I can tell you right now that numbers 9 and 10 are what matters. But the most importatn one of all is to be forgiving of yourself. Tell yourself: "It's okay if I only write one sentence today and it's crap. I just have to sit down and write that one sentence." And then when you sit down, you'll write more than that, of course.
I want to read the end of the novel. I'm on tenterhooks here.
Kate,
I can't imagine you only reading for 15 minutes-it's so unlike you. This reminds me of when your mean mother used to hold your favorite series of books hostage until your room was clean!

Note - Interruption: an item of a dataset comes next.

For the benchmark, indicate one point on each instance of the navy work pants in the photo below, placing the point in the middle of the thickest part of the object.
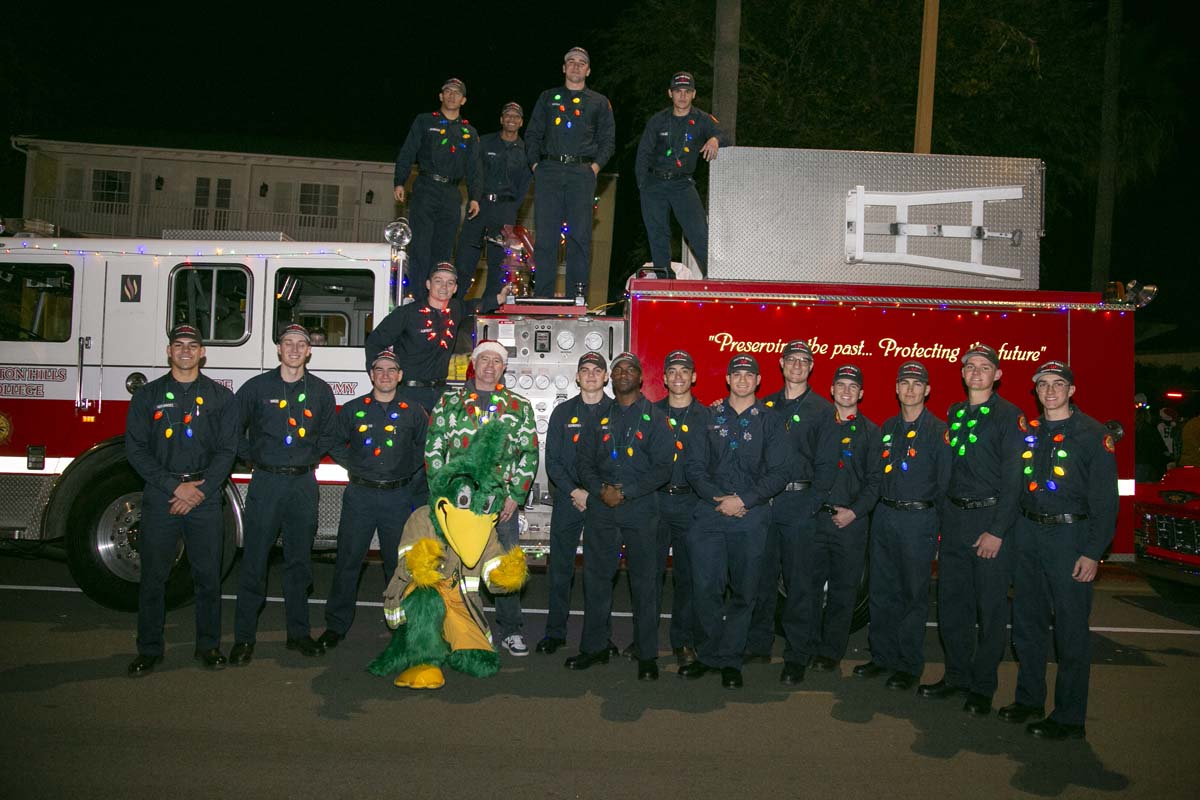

Good luck with the writing.
LOL @ Your mom holding your books hostage. I thought I was the only one.
Some of those were very intersting! Thing I never would have thought of. I'll be cheering you on! Make sure you use part of your 15 mintues to keep us updated on your progress.
Update for y'all: I didn't feel deprived of media on Saturday or Sunday because I was running a bachelorette party and visiting The Boyfriend's family.
But Monday and Tuesday... woah, doggie. Never before have I noticed myself seriously craving TV. I normally don't watch it at all during the summer. But I do watch movies. And I love TV shows on DVD... was seriously feenin' for some Firefly.
The upshot is that, with no one else's stories to distract me, I was incredibly productive. I finished a freelance writing assignment on Monday (woohoo! 9 hours of writing curriculum for Ethan Frome!) Then yesterday I figured out what was ticking me off about my novel and FINALLY finished chapter sixteen.
I was so exhausted after all my productivity that I succumbed to the temptation of a Candice Hern novel last night. But it wasn't enjoyable. I felt guilty and gross, the way you feel after ripping into a bag of Doritoes after weeks of organic food.
The novel was fine. I'm just ashamed of myself for "cheating" on the media boycott!
No more novels for Kate D. Now, back to productivity...
Thank f-ing GOD Kate. I can't WAIT to read chapter 16.
I, trapped in a blackout zone for 3 days, did no writing. Tomorrow, I hope. I'm feeling discouraged right now and will post about it soon.